Posted on 02/28/2006 3:34:57 PM PST by Aussie Dasher
Confronting the defendants at the Guantanamo tribunals with the evidence against them will be like dragging vampires into the sunlight, the chief prosecutor said on Tuesday.
The cases of two Guantanamo captives charged with conspiring with Al Qaeda to attack civilians, commit murder and destroy property will begin pre-trial hearings on Wednesday.
A scheduled hearing for a third defendant was delayed at the request of his military lawyer, who sought more time to prepare his case.
The tribunals are the first held by the United States since World War II and convened in August 2004, over two-and-a-half years after the first prisoners were brought to the detention camp in Cuba as part of the US war on terrorism.
Defence attorneys sued to halt the tribunals, which they consider fundamentally unfair for numerous reasons.
These include the use of secret evidence that defendants will not be allowed to see and the potential use of evidence obtained through torture.
The chief prosecutor, Air Force Colonel Moe Davis, blamed the delays on the detainees and their lawyers and compared them to movie vampires.
"Remember if you dragged Dracula out into the sunlight he melted. Well that's kind of the way it is trying to drag a detainee into the courtroom," he said.
"The facts are like the sunlight to Dracula. The last thing they want is to face the facts in the courtroom."
Only 10 of the 500 Guantanamo prisoners have been charged with crimes and Wednesday's session will be the fourth round of pre-trial hearings to formally read charges and address issues such as which attorneys will represent the defendants.
None of the cases has gone to trial and prosecutors said none will until after the US Supreme Court rules next summer on whether President George W Bush had authority to create the tribunals to try foreign terrorism suspects after the September 11 attacks.
US judges have halted three of the 10 Guantanamo cases pending the Supreme Court ruling and lawyers for some of the other seven said they might ask for stays.
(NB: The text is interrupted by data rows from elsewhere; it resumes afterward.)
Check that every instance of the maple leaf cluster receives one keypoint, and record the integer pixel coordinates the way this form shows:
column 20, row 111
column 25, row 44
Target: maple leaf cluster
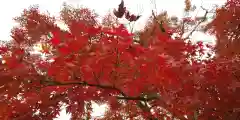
column 87, row 63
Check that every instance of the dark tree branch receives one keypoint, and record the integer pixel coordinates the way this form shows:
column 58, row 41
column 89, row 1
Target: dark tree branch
column 124, row 96
column 194, row 29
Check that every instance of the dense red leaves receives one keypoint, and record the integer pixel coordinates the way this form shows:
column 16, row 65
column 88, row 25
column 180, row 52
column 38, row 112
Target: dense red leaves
column 90, row 63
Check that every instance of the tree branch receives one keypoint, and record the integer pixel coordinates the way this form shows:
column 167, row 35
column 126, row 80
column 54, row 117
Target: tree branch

Legal and human rights monitors visiting Guantanamo called the tribunals, formally known as commissions, an ad hoc system with no underlying law.
They said any charges against the prisoners should be brought in civilian courts or the military courts-martial system, which have long established rules.
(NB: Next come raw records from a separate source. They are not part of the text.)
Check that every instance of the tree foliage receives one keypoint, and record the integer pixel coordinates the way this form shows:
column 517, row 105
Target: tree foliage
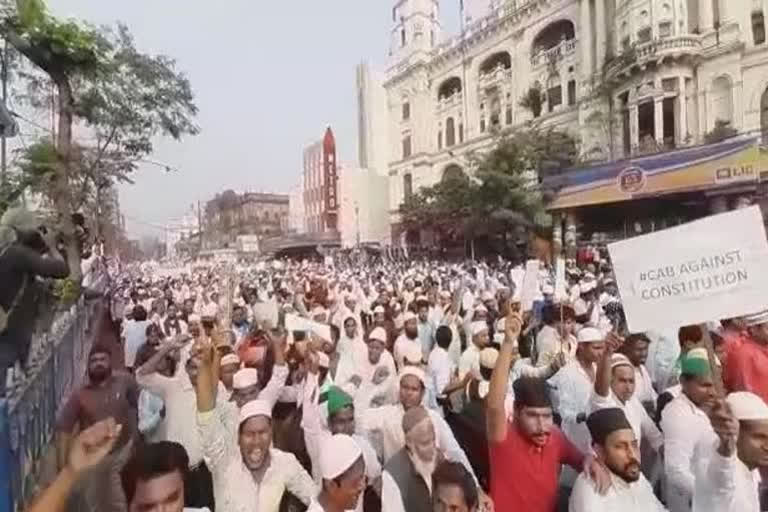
column 123, row 96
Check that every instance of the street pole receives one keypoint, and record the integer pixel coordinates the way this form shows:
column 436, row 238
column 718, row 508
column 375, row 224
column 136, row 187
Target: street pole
column 4, row 140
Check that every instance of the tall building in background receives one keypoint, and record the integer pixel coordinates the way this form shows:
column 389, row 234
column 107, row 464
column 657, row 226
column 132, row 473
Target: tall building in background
column 321, row 207
column 372, row 120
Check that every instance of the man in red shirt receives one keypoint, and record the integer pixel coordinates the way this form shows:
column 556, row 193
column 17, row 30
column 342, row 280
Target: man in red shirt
column 747, row 368
column 525, row 454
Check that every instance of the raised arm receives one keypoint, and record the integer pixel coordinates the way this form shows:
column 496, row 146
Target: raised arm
column 496, row 415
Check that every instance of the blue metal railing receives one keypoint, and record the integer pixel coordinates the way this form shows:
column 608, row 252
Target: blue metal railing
column 28, row 414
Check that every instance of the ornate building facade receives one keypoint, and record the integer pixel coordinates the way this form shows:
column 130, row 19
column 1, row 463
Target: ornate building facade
column 627, row 77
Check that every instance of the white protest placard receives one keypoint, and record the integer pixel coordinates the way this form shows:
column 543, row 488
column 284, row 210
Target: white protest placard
column 561, row 295
column 530, row 288
column 705, row 270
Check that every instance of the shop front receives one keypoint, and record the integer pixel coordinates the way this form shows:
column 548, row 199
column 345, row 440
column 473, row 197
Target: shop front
column 603, row 203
Australian citizen David Hicks has been held at Guantanamo Bay since 2002.
The 30-year-old convert to Islam was captured in Afghanistan where he allegedly fought alongside the ruling Taliban against US-led forces who invaded after the terrorist attacks on the United States on September 11, 2001.
He faces charges of conspiracy to commit war crimes, attempted murder by an unprivileged belligerent and aiding the enemy.
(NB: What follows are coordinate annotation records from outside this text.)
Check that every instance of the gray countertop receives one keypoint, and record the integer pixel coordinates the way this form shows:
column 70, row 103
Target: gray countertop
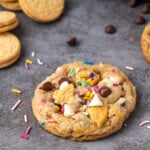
column 85, row 19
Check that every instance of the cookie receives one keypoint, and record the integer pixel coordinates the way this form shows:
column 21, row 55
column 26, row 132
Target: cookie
column 145, row 43
column 9, row 49
column 9, row 27
column 43, row 11
column 14, row 6
column 7, row 18
column 84, row 101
Give them a quick fair trial, a last meal and hang them before it can digest.
Like Vampires??? That defames vampires.
The last meal should, naturally, be pork and served by force.
Legal and human rights monitors... said any charges against the prisoners should be brought in civilian courts
Federal Courtrooms? Criminal Prosecutions? We're crazy if we fold to these terrorist-loving anal compulsives! As Mark Steyn says, we will lose this war if we continue in that vein!
I wonder how long it would have taken us to "prosecute" all those Jap and Nazi POWs? Would we still be tied up in Court, or would we have given up the War in exhaustion after we spent all our military budget on defense lawyers?
Ash wood stake through the heart. Hanging does not work on vampires, and silver bullets are too expensve.
Beheading works as well and the irony would be priceless.